Et cependant son projet n'est pas véritablement celui d'une cité idéale comme sera, quelques décennies plus tard, celui de Thomas More. Il n'en est que l'esquisse architecturale; on n'y trouve pas de réflexion sur ce qui anime la vie quotidienne, ni sur le gouvernement, ni sur les lois de la cité. Pas de projet de société. Toutefois l'architecture ne se réduit pas à l'esthétique, elle implique aussi le politique et dans le non-dit du projet de Léonard on peut lire plusieurs choses. Par exemple, s'il n'y a pas de palais gouvernemental, s'il n'y a pas de chef, cela peut laisser supposer que la cité est gouvernée par ses citoyens, mais il n'y a pas non plus de lieu public de réunion des citoyens. L'articulation sur deux étages est une tentative de solution rationnelle certes, mais elle pose la question de la division en castes. Ce en quoi Léonard serait plus proche de La République de Platon que de l'Utopie de Thomas More.

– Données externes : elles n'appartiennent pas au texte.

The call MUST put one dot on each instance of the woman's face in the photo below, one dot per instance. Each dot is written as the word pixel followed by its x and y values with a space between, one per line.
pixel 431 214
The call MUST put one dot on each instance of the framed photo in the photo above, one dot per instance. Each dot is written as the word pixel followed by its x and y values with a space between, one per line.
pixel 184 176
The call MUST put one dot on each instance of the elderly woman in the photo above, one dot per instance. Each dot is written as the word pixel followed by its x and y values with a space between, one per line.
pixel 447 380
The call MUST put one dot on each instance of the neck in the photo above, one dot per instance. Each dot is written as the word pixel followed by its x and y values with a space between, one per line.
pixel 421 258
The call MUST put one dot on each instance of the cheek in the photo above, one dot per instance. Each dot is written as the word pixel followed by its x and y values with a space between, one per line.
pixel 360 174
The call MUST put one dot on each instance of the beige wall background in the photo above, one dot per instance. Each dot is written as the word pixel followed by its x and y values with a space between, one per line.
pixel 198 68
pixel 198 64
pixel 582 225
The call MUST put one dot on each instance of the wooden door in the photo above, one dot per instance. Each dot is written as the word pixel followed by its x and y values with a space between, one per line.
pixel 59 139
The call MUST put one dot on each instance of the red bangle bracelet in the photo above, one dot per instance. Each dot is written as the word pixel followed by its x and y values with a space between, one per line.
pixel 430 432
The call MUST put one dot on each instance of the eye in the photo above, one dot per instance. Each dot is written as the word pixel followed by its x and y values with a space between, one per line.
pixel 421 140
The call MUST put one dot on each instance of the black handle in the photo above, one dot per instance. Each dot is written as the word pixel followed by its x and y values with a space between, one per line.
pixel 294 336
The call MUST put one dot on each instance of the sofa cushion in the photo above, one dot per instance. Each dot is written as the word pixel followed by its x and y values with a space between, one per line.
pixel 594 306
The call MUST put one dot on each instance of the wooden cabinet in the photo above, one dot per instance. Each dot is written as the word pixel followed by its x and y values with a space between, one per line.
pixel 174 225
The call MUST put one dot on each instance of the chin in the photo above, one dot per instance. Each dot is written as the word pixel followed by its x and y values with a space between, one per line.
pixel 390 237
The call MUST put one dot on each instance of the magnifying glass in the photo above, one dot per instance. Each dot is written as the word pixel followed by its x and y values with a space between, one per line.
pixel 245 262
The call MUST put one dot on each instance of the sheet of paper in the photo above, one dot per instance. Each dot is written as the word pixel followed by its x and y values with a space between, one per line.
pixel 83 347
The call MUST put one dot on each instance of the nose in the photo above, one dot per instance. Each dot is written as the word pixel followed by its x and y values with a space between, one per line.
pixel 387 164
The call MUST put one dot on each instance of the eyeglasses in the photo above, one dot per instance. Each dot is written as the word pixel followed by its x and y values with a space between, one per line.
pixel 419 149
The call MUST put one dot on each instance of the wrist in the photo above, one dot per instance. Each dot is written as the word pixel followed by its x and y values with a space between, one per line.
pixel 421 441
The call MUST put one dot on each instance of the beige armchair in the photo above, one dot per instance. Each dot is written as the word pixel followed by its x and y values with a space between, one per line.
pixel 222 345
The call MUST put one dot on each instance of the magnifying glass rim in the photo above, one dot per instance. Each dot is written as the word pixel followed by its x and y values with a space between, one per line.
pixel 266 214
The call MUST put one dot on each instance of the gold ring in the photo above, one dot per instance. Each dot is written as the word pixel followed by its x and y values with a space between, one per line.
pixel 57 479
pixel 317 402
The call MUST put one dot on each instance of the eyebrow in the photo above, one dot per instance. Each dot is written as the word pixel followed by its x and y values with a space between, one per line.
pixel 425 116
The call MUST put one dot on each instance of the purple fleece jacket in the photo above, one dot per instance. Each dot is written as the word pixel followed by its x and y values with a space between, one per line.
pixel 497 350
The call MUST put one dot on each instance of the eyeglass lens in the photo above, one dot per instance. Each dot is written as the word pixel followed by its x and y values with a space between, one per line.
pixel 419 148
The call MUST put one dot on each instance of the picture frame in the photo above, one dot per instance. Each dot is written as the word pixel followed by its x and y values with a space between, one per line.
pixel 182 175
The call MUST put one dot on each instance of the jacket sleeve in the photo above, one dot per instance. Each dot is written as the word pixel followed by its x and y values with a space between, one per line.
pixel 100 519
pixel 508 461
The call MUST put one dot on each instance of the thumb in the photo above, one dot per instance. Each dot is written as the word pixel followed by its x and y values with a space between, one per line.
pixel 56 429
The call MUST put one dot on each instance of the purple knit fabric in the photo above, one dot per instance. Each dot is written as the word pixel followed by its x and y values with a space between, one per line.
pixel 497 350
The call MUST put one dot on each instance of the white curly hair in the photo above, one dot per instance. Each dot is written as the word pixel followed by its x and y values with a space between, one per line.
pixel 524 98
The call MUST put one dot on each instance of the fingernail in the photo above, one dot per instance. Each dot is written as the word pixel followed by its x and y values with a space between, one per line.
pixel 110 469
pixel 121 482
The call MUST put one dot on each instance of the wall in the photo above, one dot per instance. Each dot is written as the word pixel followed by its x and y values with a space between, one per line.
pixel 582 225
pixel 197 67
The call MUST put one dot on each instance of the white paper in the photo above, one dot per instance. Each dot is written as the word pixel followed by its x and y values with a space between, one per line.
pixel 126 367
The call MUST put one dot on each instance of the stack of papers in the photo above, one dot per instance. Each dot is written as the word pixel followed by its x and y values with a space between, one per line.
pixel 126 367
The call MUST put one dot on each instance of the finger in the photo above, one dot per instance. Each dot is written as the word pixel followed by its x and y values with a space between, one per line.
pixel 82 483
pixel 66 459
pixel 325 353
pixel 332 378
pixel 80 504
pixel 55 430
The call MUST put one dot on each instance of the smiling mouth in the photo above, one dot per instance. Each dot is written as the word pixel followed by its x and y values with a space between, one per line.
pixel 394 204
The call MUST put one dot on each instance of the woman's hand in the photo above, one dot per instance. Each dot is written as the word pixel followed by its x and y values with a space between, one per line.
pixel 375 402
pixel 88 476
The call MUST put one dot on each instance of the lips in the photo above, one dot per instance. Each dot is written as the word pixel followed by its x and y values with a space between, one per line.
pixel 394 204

Diverses interprétations ont été données à ce sujet, en particulier celle selon laquelle Léonard se trouve en Lombardie à l'époque où il conçoit le projet et que c'est un état plus féodal que la Toscane qu'il a quittée. Léonard s'est plus préoccupé de plaire aux princes qui l'employaient que d'avoir une prise de position idéologique. D'ailleurs le palais du prince réapparaîtra dans le projet pour la ville nouvelle de Romorantin, projet qui reprend les mêmes éléments, le canal au centre, sur deux niveaux, est l'axe autour duquel se répartissent les routes, les ponts, les bâtiments et les places; il y ajoute un immense bassin pour les fêtes nautiques, les naumachies, spectacles de combats navals.
Léonard ne conçoit pas une nouvelle Sforzinda, la cité de Filarete. Il indique plutôt des critères généraux à suivre pour que s'améliorent les conditions d'hygiène, de sécurité, de communication ou de réjouissances; sa conception du progrès dans l'ici et maintenant ne se cache derrière aucun déplacement dans l'espace ni dans le temps comme le fera Thomas More, créateur du genre utopique.
Si les idées ne sont pas écrites, du moins sont-elles dessinées ou peintes. En fait la cité traduit l'expérience que Léonard a de l'humain; elle est partout dans son oeuvre. L'esprit de l'utopie se lit aussi dans la conception de groupes d'édifices ou d'édifices particuliers. Les dessins visent moins la construction réelle que la proposition de modèles spéculatifs.
La ville médiévale labyrinthique et sombre est remplacée par une ville rationnellement planifiée, lumineuse, qui respire et est irriguée par le fleuve et ses canaux, où les places et les rues sont larges, afin que la foule puisse circuler sans ressembler à "des troupeaux de chèvres", où les édifices sont suffisamment espacés de manière à montrer leur architecture, et où le temple, l'édifice important en général, "doit être séparé": c'est ce que dit la didascalie du grand temple circulaire à huit absides du manuscrit B. Il doit être séparé afin de montrer sa perfection.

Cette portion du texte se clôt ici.